For anyone who’d like to appear this way in one of my stories, I’m offering Tuckerization as a backer reward on the ongoing Plasma Frequency Kickstarter. For $20, you’ll not only get written into a story, you’ll also get a year’s e-subscription to the magazine.

If you’re not familiar with Plasma Frequency, you can read through their back issues, which include two weird little flash pieces by yours truly:
Some Salient Details about Your Former Lives

After the Ascension

Out today: an Interview and an Anthology

Actually, both of these things were out yesterday. But today is the new yesterday! Or it will be tomorrow. So: close enough.

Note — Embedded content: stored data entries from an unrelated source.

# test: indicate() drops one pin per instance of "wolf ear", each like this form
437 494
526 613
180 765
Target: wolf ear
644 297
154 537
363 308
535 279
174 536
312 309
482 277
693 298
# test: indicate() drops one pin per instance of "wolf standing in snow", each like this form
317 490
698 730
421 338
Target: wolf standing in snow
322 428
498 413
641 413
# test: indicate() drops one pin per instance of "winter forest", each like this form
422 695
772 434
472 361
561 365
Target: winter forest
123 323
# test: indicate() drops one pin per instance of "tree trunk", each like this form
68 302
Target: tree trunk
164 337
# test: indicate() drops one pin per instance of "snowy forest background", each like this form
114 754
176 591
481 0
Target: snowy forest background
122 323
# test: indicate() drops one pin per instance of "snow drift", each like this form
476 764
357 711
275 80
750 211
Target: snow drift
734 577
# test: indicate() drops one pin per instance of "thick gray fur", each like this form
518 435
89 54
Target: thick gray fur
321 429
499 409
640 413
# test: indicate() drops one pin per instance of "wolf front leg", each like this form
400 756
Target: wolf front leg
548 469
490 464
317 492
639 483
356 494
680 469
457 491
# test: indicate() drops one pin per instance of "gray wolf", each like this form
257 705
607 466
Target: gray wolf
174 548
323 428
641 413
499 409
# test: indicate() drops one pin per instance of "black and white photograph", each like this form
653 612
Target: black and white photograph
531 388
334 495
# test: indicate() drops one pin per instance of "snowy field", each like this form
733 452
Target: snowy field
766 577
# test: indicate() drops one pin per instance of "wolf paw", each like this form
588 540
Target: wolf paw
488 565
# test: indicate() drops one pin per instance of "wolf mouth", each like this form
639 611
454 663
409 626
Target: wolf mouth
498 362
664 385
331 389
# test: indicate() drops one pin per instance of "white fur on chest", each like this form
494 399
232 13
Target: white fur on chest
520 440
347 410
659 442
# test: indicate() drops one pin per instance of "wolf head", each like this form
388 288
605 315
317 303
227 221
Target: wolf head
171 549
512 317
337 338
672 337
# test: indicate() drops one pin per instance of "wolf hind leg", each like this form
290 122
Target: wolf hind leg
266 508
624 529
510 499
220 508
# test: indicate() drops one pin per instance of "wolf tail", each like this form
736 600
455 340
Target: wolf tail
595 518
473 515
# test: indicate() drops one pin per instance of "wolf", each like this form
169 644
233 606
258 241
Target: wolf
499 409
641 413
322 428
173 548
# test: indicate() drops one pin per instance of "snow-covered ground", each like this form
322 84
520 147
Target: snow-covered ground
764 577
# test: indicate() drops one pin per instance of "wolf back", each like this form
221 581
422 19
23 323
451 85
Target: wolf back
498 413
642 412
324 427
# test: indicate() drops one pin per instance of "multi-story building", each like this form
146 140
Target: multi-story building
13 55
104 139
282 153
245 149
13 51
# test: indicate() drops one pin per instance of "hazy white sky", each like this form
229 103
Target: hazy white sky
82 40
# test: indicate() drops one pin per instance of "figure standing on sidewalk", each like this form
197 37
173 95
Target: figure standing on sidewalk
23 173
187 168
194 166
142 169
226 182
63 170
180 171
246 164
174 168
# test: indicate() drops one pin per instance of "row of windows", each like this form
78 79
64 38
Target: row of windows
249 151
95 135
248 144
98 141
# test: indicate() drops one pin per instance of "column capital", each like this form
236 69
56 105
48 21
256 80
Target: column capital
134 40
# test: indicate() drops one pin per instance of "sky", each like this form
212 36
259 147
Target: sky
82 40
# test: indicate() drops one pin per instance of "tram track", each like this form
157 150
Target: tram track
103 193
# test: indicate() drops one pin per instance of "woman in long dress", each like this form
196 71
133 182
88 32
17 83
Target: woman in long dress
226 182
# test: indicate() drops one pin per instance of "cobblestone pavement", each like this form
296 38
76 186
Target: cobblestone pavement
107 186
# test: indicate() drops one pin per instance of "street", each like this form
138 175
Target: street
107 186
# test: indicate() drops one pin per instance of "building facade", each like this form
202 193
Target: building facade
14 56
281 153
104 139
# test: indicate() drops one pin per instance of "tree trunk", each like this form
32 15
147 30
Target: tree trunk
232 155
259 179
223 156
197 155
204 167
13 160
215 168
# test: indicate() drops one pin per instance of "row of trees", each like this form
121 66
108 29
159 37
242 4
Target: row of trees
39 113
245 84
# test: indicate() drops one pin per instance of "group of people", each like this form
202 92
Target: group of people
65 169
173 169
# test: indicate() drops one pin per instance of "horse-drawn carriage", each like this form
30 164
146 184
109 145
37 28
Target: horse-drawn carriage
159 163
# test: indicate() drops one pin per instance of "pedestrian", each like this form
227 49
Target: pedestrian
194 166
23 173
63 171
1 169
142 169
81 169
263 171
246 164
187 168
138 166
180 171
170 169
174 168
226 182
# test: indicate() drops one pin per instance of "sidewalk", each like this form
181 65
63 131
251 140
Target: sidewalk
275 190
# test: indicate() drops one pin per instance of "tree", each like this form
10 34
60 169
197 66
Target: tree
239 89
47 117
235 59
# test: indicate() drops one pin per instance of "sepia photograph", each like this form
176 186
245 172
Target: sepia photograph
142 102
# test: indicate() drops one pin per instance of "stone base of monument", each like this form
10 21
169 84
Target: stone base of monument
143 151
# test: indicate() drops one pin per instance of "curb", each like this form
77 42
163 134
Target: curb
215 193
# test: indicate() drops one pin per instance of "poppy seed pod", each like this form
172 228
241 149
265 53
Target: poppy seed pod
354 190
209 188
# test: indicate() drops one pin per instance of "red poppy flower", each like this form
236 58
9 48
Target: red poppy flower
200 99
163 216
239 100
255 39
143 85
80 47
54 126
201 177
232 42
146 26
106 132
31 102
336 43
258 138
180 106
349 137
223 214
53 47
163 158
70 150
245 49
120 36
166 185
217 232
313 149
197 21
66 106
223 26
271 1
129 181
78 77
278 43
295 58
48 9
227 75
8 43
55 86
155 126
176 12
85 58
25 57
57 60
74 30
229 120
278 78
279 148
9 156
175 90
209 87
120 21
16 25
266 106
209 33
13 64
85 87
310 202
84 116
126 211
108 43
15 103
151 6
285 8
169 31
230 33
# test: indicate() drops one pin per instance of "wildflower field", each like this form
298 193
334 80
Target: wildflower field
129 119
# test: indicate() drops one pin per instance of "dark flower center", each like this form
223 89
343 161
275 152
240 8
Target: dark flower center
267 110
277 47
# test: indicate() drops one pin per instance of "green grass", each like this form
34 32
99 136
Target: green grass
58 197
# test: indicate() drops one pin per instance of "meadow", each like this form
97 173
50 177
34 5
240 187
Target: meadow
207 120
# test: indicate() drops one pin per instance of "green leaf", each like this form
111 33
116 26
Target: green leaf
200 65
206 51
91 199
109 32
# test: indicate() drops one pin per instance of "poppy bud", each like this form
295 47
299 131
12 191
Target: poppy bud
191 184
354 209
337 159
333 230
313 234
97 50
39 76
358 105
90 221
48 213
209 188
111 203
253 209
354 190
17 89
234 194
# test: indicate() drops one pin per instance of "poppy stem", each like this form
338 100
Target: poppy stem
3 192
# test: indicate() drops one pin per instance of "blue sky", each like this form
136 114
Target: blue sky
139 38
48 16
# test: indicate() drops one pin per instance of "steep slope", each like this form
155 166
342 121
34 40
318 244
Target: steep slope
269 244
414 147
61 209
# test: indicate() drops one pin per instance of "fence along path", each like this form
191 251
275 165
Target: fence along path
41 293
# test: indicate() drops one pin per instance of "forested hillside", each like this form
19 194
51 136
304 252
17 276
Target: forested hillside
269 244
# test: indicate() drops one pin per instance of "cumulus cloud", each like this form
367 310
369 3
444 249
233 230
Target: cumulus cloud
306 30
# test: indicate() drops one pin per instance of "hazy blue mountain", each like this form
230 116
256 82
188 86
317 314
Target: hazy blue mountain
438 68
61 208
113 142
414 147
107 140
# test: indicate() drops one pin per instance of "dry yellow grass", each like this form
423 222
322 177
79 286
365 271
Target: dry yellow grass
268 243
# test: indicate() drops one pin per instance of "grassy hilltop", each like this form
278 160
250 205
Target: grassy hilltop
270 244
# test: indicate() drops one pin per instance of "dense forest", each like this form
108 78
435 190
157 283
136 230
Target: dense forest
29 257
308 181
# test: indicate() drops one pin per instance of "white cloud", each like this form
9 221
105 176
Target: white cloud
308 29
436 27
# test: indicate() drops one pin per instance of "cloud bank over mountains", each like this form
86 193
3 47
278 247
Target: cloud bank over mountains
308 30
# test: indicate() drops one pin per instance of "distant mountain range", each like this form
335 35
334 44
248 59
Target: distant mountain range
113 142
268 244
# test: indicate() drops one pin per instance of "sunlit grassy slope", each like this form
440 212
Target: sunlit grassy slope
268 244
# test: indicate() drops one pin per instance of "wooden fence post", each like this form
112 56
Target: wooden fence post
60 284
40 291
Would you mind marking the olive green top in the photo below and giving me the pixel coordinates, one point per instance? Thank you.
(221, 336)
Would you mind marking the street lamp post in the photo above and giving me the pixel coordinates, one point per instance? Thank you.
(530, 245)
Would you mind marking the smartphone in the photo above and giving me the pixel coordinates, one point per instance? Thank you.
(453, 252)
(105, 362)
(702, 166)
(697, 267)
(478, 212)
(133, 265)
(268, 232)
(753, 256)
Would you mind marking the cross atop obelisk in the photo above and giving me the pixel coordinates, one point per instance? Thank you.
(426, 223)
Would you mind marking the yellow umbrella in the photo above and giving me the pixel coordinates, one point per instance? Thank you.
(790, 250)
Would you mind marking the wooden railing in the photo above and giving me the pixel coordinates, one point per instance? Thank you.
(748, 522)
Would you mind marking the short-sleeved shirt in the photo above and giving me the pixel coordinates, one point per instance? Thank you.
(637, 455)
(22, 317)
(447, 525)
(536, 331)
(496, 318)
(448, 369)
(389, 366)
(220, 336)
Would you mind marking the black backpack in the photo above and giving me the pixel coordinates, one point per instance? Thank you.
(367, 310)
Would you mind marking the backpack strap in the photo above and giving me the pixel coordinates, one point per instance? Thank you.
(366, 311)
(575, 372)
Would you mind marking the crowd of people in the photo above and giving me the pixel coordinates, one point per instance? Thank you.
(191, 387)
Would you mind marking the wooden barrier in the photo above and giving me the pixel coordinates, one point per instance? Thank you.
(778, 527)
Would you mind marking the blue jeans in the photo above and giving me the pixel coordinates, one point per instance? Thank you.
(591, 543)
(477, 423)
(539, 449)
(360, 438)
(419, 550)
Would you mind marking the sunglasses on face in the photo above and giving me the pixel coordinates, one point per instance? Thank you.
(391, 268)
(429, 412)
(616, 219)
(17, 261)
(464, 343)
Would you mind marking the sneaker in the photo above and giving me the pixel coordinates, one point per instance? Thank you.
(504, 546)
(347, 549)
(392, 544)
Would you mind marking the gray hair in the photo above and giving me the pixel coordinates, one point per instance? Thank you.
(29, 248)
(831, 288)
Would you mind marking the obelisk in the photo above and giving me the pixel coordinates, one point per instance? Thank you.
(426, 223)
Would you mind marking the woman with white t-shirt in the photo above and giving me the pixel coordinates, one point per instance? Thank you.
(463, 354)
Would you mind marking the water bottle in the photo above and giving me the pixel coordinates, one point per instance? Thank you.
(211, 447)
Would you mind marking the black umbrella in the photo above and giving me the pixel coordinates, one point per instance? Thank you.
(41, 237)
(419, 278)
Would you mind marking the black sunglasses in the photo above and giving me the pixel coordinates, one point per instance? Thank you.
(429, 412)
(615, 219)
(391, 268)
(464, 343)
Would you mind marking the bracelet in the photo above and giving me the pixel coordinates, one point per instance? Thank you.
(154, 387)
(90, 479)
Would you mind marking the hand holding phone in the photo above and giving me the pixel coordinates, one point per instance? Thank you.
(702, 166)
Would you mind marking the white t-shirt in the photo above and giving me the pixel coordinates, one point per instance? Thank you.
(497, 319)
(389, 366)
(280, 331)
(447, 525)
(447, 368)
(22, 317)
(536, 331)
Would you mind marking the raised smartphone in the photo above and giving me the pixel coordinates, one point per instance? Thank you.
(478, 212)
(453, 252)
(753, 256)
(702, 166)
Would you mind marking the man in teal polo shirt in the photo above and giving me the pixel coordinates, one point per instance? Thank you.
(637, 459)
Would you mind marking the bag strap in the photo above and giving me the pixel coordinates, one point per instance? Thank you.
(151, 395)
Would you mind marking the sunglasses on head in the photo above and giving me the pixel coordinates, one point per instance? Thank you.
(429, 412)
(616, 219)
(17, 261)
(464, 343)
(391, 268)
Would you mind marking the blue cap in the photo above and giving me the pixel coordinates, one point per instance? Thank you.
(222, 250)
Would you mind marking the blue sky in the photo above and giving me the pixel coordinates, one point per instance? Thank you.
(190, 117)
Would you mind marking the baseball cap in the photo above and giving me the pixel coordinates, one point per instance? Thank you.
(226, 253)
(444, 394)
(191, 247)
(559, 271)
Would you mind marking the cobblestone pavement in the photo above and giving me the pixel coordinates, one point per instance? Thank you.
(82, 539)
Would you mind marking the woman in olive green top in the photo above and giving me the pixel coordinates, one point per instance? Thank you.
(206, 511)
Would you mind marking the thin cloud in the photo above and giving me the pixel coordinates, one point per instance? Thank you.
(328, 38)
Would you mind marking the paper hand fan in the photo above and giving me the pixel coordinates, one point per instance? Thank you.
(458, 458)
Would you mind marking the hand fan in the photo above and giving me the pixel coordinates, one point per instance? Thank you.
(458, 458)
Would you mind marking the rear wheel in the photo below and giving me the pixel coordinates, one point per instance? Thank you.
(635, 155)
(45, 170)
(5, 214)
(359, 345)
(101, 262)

The first thing is an interview with me in the Polk County Itemizer-Observer (my local newspaper) about my win in Writers of the Future. I was happy that the journalist agreed to interview me by e-mail, as I do not do well speaking extemporaneously, and probably as a result gave him way too much text to fit into an article. Still, it’s neat to see myself in print this way. Or electronic print, at least: http://www.polkio.com/news/2015/sep/30/writer-future/

The second thing is a shiny, hardcover print anthology my story “Behind the First Years” is in. The release date for that was some time between September 28th and yesterday (I got conflicting information), and if you’d like a copy you can order it here: http://amzn.to/1ieyQ5z (If you’d like a taste of the anthology, you can listen to an audio version of my story on StarShipSofa.)

My stories are now on AnthologyBuilder (which is having a sale!)

I just recently learned of a website called AnthologyBuilder. It’s basically a way to select whatever available stories you want from your favourite authors and bundle them all together into a fancy printed anthology.

Sounds like a neat concept to me, so I added some stories:

  • Behind the First Years
  • How to Configure your Quantum Disambiguator
  • Selections from the Aarne-Thompson Index for After the End of Things
  • Oubliette
  • Raising Words

If you like any of those and would like to read them in a shiny print-on-demand anthology together with stories by other authors, you can see my author listing at AnthologyBuilder.

Also, if it is something you want to do, now’s a great time to do it, because from now until September 25th, anthologies are 15% off.

(And, of course, “Behind the First Years” is coming out soon in the Science Fiction Short Stories anthology by Flame Tree Publishing alongside work by new and classic writers. So that’s an option too!)